'Sober' drunk-driving killer denied parole
Natasha Warren is serving three years in prison for killing Kassandra Kaulius
A Surrey woman serving a three-year sentence for killing another woman while driving drunk in May 2011 was denied parole on Wednesday.
Natasha Warren, now 36, struck Kassandra Kaulius, 22, as she drove home from a softball practice, and then fled the scene.
Warren was later found by police hiding in bushes with a blood alcohol level more than twice the legal limit for driving.
On Wednesday, she applied for parole after 10 months in jail, telling the Parole Board of Canada that she has committed herself to a life of sobriety.
Warren also said she would never drive again and that she has taken every course she could to better herself while behind bars.
However, the parole board concluded Warren lacks insight into her behaviour, and that she still poses an undue risk to the public.
A bottle and a half of wine
During Warren's trial last year, it was revealed that she was travelling at 103 km/h when she collided with Kaulius and had consumed more than a bottle of wine before getting behind the wheel.
Additionally, Warren called her boyfriend rather than police after the accident, who told her keep the keys from the van and flee and to report the van stolen.

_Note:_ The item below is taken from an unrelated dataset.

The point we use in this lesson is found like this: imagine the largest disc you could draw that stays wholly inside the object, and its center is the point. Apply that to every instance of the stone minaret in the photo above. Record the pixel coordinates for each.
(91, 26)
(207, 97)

Warren eventually pleaded guilty to dangerous driving causing death, failing to stay at the scene and driving with a blood alcohol level higher than 0.08.
The Kaulius family has been very vocal in their opposition to Warren's application for parole. Markita Kaulius, Kassandra's mother, was at the parole hearing on Wednesday.
"We are really pleased she is being held accountable by the parole board. It is really the first time in three years that, as a family, we feel that the justice system actually listened to the victim's family and did the right thing," said Markita.
Warren said little after her application was officially denied, but the parole board said she can re-apply in one year. Her statutory release date is set for January 2015.